Pictographs have been found depicting aristocrats fishing for pleasure thousands of years ago.
People enjoy fishing for different reasons. Some do it because it affords an opportunity to bond with friends and family, while others enjoy fishing because they like being outdoors. Still others such as Presidents Herbert Hoover, Franklin Roosevelt, Dwight Eisenhower, Jimmy Carter, and George W. Bush fished because it helped reduce the continuous stress of the presidency.
No one knows when people first started using fish hooks. Some suggest that Cro Magnon folks may have used fish hooks some 30,000 to 40,000 years ago.
Bronze age hooks recovered from archaeological sites are at least as old as the Bronze Age, which is to say some 5,000 years.
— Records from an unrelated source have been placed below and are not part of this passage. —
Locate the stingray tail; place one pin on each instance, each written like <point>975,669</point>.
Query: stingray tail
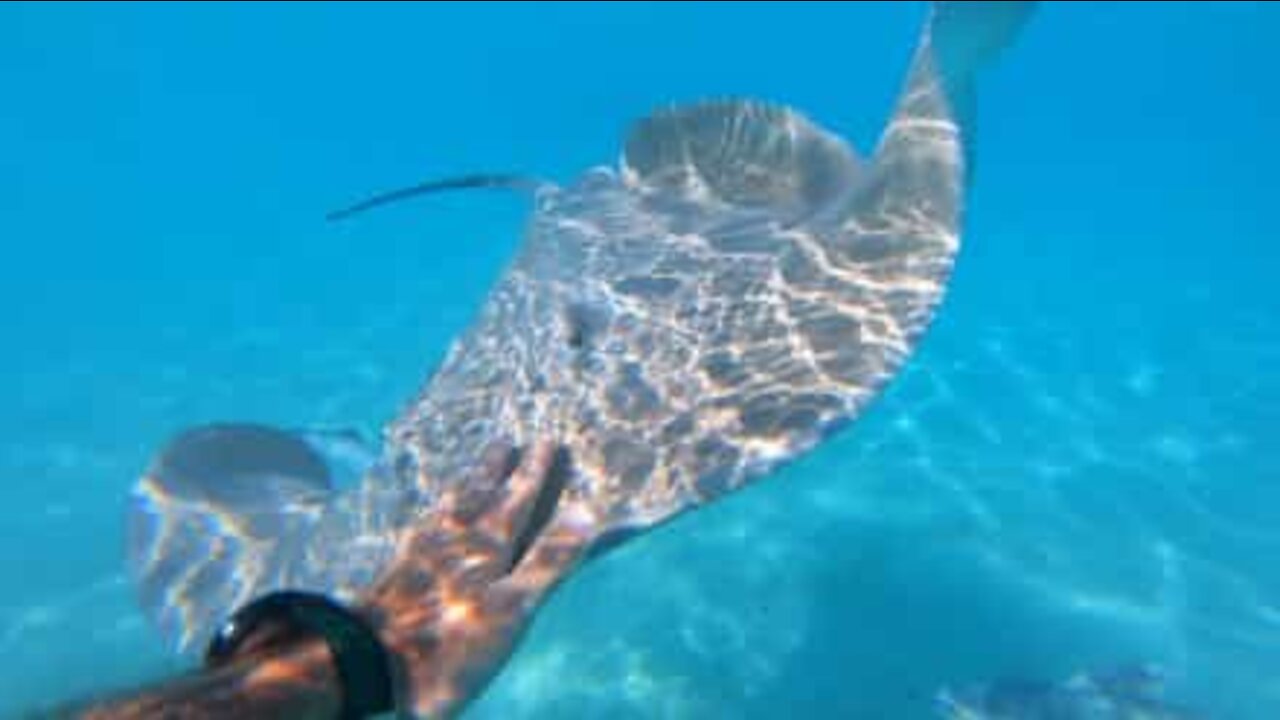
<point>967,36</point>
<point>461,182</point>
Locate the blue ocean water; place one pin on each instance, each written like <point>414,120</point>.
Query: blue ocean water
<point>1074,472</point>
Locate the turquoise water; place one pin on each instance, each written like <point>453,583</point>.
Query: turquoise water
<point>1074,470</point>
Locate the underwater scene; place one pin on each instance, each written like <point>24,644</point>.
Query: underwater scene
<point>872,360</point>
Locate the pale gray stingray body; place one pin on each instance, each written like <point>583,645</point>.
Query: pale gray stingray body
<point>1121,693</point>
<point>739,287</point>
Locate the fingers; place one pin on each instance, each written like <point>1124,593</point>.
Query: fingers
<point>553,555</point>
<point>511,513</point>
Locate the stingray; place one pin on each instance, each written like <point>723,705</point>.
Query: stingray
<point>1130,692</point>
<point>739,287</point>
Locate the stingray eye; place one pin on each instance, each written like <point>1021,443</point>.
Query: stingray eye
<point>286,618</point>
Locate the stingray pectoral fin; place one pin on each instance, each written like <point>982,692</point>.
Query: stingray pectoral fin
<point>219,516</point>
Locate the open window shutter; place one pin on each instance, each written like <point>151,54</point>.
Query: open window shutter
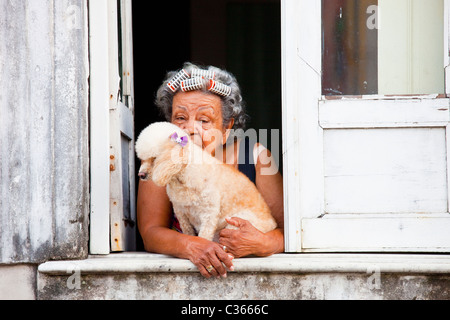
<point>371,172</point>
<point>122,183</point>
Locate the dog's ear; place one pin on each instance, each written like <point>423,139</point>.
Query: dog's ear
<point>167,165</point>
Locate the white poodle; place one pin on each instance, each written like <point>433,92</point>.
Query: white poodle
<point>203,190</point>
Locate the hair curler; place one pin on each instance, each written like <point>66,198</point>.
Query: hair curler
<point>206,74</point>
<point>219,88</point>
<point>192,84</point>
<point>175,82</point>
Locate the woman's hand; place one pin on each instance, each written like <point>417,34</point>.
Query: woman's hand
<point>209,257</point>
<point>247,240</point>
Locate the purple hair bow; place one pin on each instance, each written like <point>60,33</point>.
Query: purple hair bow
<point>182,141</point>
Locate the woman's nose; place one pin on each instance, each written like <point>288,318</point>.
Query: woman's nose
<point>192,127</point>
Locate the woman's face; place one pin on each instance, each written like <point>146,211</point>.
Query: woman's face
<point>200,115</point>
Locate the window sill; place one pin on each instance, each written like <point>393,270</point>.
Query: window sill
<point>281,263</point>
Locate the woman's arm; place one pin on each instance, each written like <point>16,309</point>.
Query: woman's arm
<point>154,213</point>
<point>247,240</point>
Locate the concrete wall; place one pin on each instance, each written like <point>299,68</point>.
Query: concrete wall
<point>244,286</point>
<point>44,159</point>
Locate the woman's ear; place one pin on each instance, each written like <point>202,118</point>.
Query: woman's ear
<point>227,131</point>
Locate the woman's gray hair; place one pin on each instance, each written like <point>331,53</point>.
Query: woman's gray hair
<point>233,106</point>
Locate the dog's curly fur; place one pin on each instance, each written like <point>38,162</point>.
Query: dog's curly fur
<point>203,190</point>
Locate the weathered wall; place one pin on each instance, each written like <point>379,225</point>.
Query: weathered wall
<point>44,174</point>
<point>244,286</point>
An old Smithsonian “Contribution to Knowledge” publication dated 1885 that I purchased not long ago contains drawings of Bronze fishhooks made of thin sheet bronze in the shape of bait which functioned as an artificial bait. Their metallic luster was apparently thought to attract fish.
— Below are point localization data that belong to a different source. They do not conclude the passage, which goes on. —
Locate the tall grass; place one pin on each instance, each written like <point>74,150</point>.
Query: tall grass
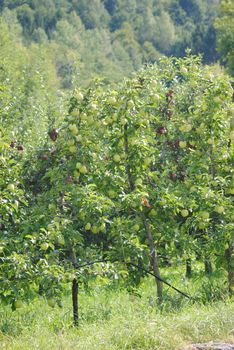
<point>111,318</point>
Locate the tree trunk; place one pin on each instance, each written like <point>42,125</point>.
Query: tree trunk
<point>153,259</point>
<point>208,266</point>
<point>188,268</point>
<point>230,259</point>
<point>75,302</point>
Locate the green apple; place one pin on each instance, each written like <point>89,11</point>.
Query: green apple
<point>83,169</point>
<point>147,161</point>
<point>18,304</point>
<point>204,215</point>
<point>44,246</point>
<point>79,138</point>
<point>210,141</point>
<point>184,213</point>
<point>232,123</point>
<point>219,209</point>
<point>70,142</point>
<point>72,149</point>
<point>78,165</point>
<point>183,144</point>
<point>95,229</point>
<point>79,96</point>
<point>111,193</point>
<point>88,226</point>
<point>184,70</point>
<point>51,302</point>
<point>117,158</point>
<point>11,187</point>
<point>75,114</point>
<point>231,136</point>
<point>138,182</point>
<point>102,228</point>
<point>93,106</point>
<point>201,225</point>
<point>73,128</point>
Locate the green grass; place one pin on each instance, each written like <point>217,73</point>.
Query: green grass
<point>113,319</point>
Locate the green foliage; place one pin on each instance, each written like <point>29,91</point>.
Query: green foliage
<point>155,152</point>
<point>225,27</point>
<point>113,38</point>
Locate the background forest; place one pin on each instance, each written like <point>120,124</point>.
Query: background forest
<point>116,147</point>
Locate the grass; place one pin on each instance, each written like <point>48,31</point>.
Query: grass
<point>113,319</point>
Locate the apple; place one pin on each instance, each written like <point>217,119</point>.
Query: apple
<point>231,136</point>
<point>95,229</point>
<point>201,225</point>
<point>219,209</point>
<point>184,213</point>
<point>136,227</point>
<point>173,176</point>
<point>53,134</point>
<point>204,215</point>
<point>111,100</point>
<point>210,141</point>
<point>44,246</point>
<point>111,193</point>
<point>162,130</point>
<point>232,123</point>
<point>102,228</point>
<point>18,304</point>
<point>138,182</point>
<point>147,161</point>
<point>79,96</point>
<point>79,138</point>
<point>117,158</point>
<point>70,142</point>
<point>11,187</point>
<point>72,149</point>
<point>13,144</point>
<point>83,169</point>
<point>75,113</point>
<point>88,226</point>
<point>183,144</point>
<point>44,157</point>
<point>69,179</point>
<point>51,302</point>
<point>20,147</point>
<point>93,106</point>
<point>73,128</point>
<point>184,70</point>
Metal hooks recovered in Wisconsin’s Oconto River area were made from copper, cold hammered thin and rolled to form. Bone, typically bird bone, was the most common material used by early fishermen. Several years ago, I made reproductions of some barbless hooks that had been recovered from an archaeological site. I fashioned the hooks from the bones of a wild turkey (Meleagris gallopavo). Wild turkeys are indigenous to America and were here long before the first people.
It didn’t take long for me to realize that if I wanted to catch pan fish, which is to say, small fish such as bluegill, sunfish, crappie and other “nibblers,” I needed a hook with a barb. Fish that strike, such as bass, were a different story. As long as I set the hook and took up the slack in the same motion, I was successful about half the time.
A few years earlier, while supervising an archaeological dig in an Ohio coal field, a crew member brought me a barbless bone hook with a blackened tip that he had found in association with a burial. The tip, which is the most important part of the hook, had been deliberately exposed to fire, which increased its hardness making it less likely to break.
Being a Walleye addict, I have often wondered if a fair-size Walleye, say around five pounds or, so would break a fire-hardened bone fish hook. Perhaps this autumn I will find out. Right now I’m recovering from a broken hip but Bryan Wilhelm, my physical therapist, has been quite successful fishing Brookville Reservoir for Walleye and has promised to let me tag along. I feel confident that bone hooks will easily penetrate a Walleye’s toothy jaw.
Another interesting hook illustrated in the 1885 Smithsonian publication consists of the pinion (flight feather) of a goose which had been sharpened and fastened to a larger piece of goose bone. A small piece of fish-skin is cut in the shape of a fish and sewed on the hook. Early anglers also made hooks from turtle-shell and the tusks from wild boars. I was recently shown a large hook made from a high quality chert.
I have been amazed at the creativity of ancient anglers. This is best reflected by their “compound hooks.” such as the goose bone hook already mentioned.
Another compound hook I remember consisted of a thorn from an Osage Oange tree that had been secured to a bird bone at the appropriate angle. I am told that hooks have also been made from the “jumping legs” of grasshoppers.
A hook made from the spine of a barrel catus, along with how it was made, is also described in the 1885 Smithsonian. I also recall reading somewhere that fishermen fashioned hooks from the claw of a hawk and even from the beak of an eagle.
If you’re a fisherman and haven’t tried your hand at making your own fish hooks, give it a try. I think it would be an interesting and rewarding project for fishing club members.